Tornando alle regine ed alle vere protagoniste di Milano AutoClassica occorre segnalare alcuni compleanni importati: i 70 anni della Mercedes Benz W198, più conosciuta come 300 SL, con le sue famosissime porte con apertura ad ali di gabbiano; i 70 anni della nostra Alfa Romeo Giulietta Sprint, che debuttava il 21 aprile del 1954: i 40 anni di un’altra auto iconica, la Ferrari Testarossa.
Modelli che sono stati celebrati con stand dedicati e raduni appositi, come quello delle Testarossa. Ferrari che comunque resta sempre protagonista in questi eventi, con le splendide vetture sempre più che ammirate. In bella mostra ad esempio tre modelli vincenti come la 512 BB LM, la F40 LM e la regine delle ultime competizioni Endurance: la 499P, vincitrice nel 2023 della 24 Ore di Le Mans.
Non solo auto irraggiungibili però. Il settore come dicevamo è in forte crescita e crescono gli investimenti.
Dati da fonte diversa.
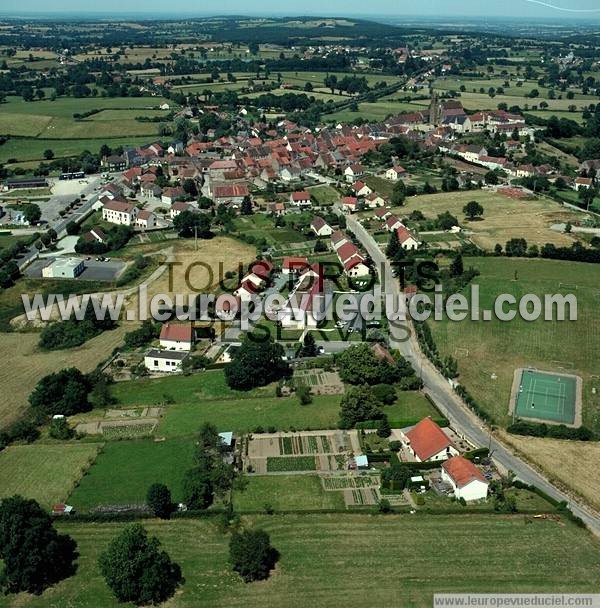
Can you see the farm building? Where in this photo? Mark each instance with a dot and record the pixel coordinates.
(64, 268)
(174, 336)
(320, 227)
(164, 361)
(427, 442)
(465, 478)
(395, 173)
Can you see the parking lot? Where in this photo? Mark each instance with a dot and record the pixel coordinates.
(94, 270)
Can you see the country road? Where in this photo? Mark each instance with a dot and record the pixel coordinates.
(461, 418)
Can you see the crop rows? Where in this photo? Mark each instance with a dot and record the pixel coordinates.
(293, 463)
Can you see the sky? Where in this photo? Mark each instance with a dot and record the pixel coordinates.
(520, 9)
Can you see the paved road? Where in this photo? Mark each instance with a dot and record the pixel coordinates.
(461, 418)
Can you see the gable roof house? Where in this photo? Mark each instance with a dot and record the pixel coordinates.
(300, 199)
(177, 336)
(320, 227)
(466, 479)
(338, 238)
(427, 442)
(406, 239)
(392, 223)
(119, 212)
(395, 173)
(361, 189)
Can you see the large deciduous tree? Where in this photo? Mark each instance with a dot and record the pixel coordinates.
(252, 555)
(35, 556)
(137, 570)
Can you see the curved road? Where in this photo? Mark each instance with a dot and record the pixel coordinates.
(461, 418)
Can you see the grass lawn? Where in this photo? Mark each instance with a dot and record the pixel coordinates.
(286, 492)
(495, 347)
(321, 555)
(324, 195)
(44, 472)
(193, 400)
(124, 470)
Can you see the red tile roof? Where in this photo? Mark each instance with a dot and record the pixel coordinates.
(300, 196)
(462, 471)
(427, 439)
(176, 333)
(295, 263)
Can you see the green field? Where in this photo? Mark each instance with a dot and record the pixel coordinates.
(44, 472)
(494, 347)
(50, 124)
(351, 560)
(206, 397)
(124, 471)
(285, 492)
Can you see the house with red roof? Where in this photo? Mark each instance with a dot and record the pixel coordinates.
(352, 260)
(320, 227)
(353, 172)
(294, 265)
(361, 189)
(300, 199)
(119, 212)
(382, 214)
(406, 239)
(177, 336)
(467, 481)
(395, 173)
(392, 223)
(349, 203)
(426, 441)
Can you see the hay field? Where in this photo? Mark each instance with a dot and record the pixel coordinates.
(503, 218)
(22, 365)
(349, 560)
(572, 463)
(46, 473)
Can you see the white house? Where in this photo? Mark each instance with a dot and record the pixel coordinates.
(427, 442)
(294, 265)
(145, 219)
(392, 223)
(300, 199)
(164, 360)
(338, 238)
(119, 212)
(178, 337)
(395, 173)
(406, 239)
(361, 189)
(373, 200)
(320, 227)
(465, 478)
(352, 172)
(352, 260)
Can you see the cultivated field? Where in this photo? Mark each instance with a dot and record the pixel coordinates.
(503, 218)
(285, 492)
(323, 554)
(47, 473)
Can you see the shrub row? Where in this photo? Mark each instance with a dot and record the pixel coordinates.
(558, 431)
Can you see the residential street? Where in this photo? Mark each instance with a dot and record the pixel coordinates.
(461, 418)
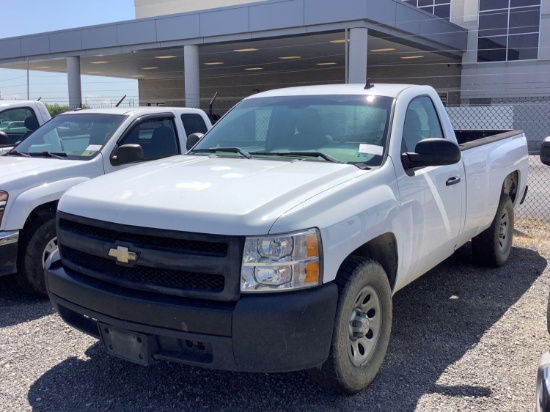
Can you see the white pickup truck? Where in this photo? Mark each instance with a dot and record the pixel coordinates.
(18, 118)
(70, 149)
(276, 243)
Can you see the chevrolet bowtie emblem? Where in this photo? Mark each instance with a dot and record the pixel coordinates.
(123, 255)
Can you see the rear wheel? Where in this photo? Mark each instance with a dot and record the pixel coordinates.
(492, 247)
(362, 328)
(38, 242)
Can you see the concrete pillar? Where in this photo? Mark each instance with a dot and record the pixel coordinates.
(358, 47)
(192, 78)
(73, 79)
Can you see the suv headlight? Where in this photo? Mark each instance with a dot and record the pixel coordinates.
(3, 203)
(282, 262)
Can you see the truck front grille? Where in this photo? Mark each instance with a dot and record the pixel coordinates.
(155, 260)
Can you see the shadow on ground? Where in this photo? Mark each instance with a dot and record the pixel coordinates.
(437, 320)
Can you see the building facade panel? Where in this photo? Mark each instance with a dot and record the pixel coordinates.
(137, 32)
(65, 41)
(32, 45)
(333, 11)
(178, 27)
(99, 37)
(219, 23)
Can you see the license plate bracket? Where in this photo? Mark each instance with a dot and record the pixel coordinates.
(129, 345)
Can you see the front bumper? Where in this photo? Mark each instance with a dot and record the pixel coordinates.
(543, 384)
(8, 252)
(276, 332)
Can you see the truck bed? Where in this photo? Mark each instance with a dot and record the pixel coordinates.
(469, 138)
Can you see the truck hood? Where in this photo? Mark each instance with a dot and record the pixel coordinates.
(21, 173)
(204, 194)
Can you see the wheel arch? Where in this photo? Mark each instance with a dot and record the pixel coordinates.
(40, 211)
(382, 249)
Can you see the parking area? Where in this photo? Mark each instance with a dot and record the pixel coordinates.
(463, 338)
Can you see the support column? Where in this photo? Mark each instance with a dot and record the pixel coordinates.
(358, 47)
(192, 78)
(73, 79)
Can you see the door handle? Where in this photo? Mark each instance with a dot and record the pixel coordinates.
(453, 181)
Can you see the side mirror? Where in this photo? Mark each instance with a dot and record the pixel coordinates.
(127, 153)
(432, 152)
(545, 151)
(193, 139)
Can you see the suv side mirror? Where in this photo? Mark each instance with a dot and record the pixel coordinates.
(545, 151)
(432, 152)
(127, 153)
(193, 139)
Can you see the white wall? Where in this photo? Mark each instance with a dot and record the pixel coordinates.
(152, 8)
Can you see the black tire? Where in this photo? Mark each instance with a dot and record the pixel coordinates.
(362, 328)
(39, 240)
(492, 247)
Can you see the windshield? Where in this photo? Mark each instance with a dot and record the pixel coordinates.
(76, 136)
(343, 128)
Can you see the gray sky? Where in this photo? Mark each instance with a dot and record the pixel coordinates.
(36, 16)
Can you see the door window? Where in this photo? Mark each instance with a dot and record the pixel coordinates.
(18, 123)
(157, 137)
(421, 122)
(193, 123)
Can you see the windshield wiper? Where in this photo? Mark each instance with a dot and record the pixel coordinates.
(16, 153)
(301, 154)
(57, 155)
(242, 152)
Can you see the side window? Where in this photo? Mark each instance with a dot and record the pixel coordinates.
(18, 123)
(193, 123)
(421, 122)
(157, 137)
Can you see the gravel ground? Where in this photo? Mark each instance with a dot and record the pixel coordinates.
(463, 338)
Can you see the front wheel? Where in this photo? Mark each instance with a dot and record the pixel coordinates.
(492, 247)
(38, 242)
(362, 328)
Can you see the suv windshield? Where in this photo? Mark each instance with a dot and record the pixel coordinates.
(75, 136)
(343, 128)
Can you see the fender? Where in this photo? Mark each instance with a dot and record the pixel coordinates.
(353, 213)
(26, 202)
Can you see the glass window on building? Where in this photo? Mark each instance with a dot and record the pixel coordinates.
(508, 30)
(440, 8)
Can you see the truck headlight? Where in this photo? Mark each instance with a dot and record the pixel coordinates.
(3, 203)
(281, 262)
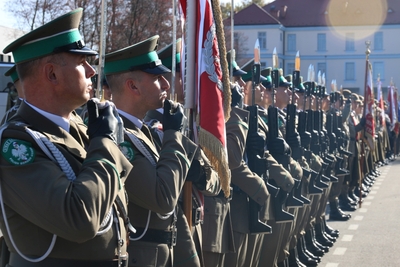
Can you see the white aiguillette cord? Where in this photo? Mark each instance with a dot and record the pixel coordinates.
(57, 156)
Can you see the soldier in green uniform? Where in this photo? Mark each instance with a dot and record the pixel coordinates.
(205, 181)
(59, 185)
(246, 184)
(271, 243)
(135, 76)
(12, 72)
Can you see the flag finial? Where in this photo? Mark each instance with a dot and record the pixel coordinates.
(368, 51)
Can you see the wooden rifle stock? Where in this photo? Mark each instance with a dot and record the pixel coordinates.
(258, 164)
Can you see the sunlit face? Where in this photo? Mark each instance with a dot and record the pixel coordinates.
(75, 83)
(300, 101)
(153, 89)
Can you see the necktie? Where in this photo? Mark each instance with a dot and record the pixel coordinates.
(146, 131)
(73, 130)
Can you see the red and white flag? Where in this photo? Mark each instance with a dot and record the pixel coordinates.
(380, 99)
(369, 128)
(208, 85)
(392, 102)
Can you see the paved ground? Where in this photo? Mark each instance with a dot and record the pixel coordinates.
(371, 238)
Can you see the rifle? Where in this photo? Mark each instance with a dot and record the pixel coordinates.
(340, 134)
(279, 201)
(308, 124)
(256, 162)
(295, 198)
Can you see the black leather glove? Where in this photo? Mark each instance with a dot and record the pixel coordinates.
(237, 96)
(173, 116)
(305, 139)
(255, 143)
(293, 140)
(196, 172)
(278, 146)
(102, 120)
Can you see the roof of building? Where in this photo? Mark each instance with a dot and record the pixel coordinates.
(312, 13)
(254, 15)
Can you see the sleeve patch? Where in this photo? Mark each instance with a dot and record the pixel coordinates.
(18, 152)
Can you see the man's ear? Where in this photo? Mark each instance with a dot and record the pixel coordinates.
(50, 73)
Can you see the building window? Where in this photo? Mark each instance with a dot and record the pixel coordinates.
(262, 39)
(290, 68)
(321, 42)
(321, 67)
(378, 68)
(378, 41)
(350, 71)
(291, 42)
(236, 41)
(350, 42)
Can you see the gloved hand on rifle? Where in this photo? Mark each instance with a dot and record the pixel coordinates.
(237, 96)
(173, 117)
(255, 143)
(293, 141)
(305, 138)
(280, 150)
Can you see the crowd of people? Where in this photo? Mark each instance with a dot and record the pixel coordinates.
(105, 187)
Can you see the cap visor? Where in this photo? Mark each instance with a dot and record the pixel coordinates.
(83, 51)
(239, 72)
(285, 84)
(160, 69)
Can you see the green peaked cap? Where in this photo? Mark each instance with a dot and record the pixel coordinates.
(12, 72)
(59, 35)
(247, 67)
(165, 55)
(236, 70)
(141, 56)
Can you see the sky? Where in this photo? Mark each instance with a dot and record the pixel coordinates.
(6, 18)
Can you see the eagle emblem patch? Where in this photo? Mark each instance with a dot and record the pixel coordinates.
(18, 152)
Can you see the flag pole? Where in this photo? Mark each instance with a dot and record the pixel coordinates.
(232, 39)
(102, 48)
(367, 52)
(189, 89)
(173, 64)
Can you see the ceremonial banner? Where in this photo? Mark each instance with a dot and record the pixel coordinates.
(380, 99)
(369, 128)
(392, 102)
(209, 92)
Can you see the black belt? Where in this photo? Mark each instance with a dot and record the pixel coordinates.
(156, 236)
(18, 261)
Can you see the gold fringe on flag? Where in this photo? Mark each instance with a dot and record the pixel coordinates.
(217, 155)
(211, 146)
(219, 28)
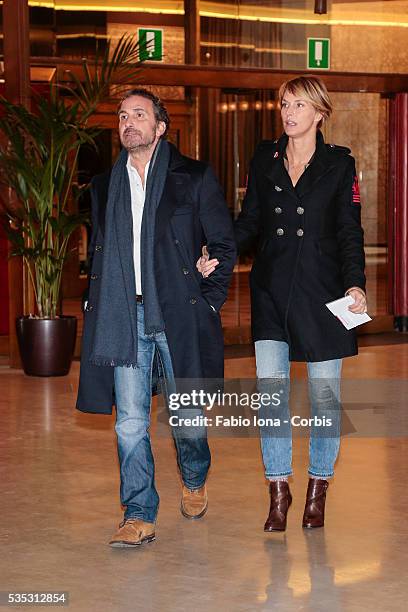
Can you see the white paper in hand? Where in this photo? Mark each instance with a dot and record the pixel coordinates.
(349, 319)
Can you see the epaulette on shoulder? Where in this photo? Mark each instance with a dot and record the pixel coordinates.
(338, 149)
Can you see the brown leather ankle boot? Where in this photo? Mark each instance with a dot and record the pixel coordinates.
(313, 515)
(280, 502)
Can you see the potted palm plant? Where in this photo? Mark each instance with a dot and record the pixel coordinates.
(38, 155)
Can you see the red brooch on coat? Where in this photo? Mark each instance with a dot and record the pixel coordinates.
(356, 191)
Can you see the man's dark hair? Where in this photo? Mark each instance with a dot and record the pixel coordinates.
(160, 111)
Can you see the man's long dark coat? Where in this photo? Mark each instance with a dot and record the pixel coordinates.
(191, 213)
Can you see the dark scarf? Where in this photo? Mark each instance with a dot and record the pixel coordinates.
(115, 340)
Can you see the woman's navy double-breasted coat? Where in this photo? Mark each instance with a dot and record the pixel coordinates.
(192, 212)
(310, 248)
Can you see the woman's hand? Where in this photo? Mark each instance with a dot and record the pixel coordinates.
(360, 300)
(205, 265)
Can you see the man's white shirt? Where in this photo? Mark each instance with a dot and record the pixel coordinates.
(138, 194)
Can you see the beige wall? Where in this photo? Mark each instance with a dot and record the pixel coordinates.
(359, 122)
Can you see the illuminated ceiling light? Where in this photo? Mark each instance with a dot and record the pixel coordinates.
(321, 7)
(222, 108)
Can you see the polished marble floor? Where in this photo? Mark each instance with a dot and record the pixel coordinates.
(59, 507)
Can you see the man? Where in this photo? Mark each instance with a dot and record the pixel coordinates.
(148, 309)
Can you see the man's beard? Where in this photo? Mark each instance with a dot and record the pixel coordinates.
(142, 143)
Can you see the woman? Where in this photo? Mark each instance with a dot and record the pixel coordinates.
(303, 205)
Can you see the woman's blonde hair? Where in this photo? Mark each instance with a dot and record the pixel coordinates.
(313, 90)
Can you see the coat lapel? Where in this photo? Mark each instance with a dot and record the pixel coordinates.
(277, 173)
(275, 169)
(317, 169)
(174, 191)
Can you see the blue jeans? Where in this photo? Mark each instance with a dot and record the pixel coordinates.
(133, 405)
(273, 373)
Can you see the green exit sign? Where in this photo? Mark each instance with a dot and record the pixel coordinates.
(150, 44)
(318, 53)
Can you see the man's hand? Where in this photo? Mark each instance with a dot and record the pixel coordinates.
(360, 300)
(205, 265)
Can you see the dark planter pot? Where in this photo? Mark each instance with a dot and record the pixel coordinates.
(46, 345)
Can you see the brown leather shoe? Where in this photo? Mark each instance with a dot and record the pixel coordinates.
(280, 502)
(133, 532)
(313, 515)
(194, 503)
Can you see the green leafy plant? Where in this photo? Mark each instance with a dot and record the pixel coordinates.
(38, 157)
Questo, se da una parte vuol dire quotazioni in costante aumento per i modelli più gettonati e storicia, permette di aprire le porte a nuovi modelli che stanno diventando interessanti per gli appassionati. Non solo storiche d’epoca, ma anche YoungTimer ed Instant Classic. Con un occhio attento di possono trovare esemplari dalla sicura rivalutazione su cui fare interessanti investimenti a prezzi ancora accessibili.
Cresce inoltre l’opportunità lavorativa nel settore. Tanti i concessionari e i rivenditori, o importatori, che si orientano sul settore. Ma anche nuove figure professionali che diventano essenziali. Meccanici capaci di lavorare ancora sulla messa a punto dei vecchi motori, carrozzieri in grado di effettuare restauri nei quali i livelli di cura nel ripristino e nella verniciatura stanno raggiungendo livelli maniacali. E poi esperti in Detailing per il ripristino, la pulizia e la cura anche dei più piccoli particolari.
A contorno dell’esposizione all’interno degli stand anche raduni dedicati ai singoli modelli, con ritrovo nell’area esterna alla Fiera. Infine sempre di interesse lo spazio dedicato ai ricambi, non solo originali, ma anche ricostruiti, e per il modellismo, che permette, con cifre alla portata di tutti, di iniziare la propria collezione di automobili, anche se in scala.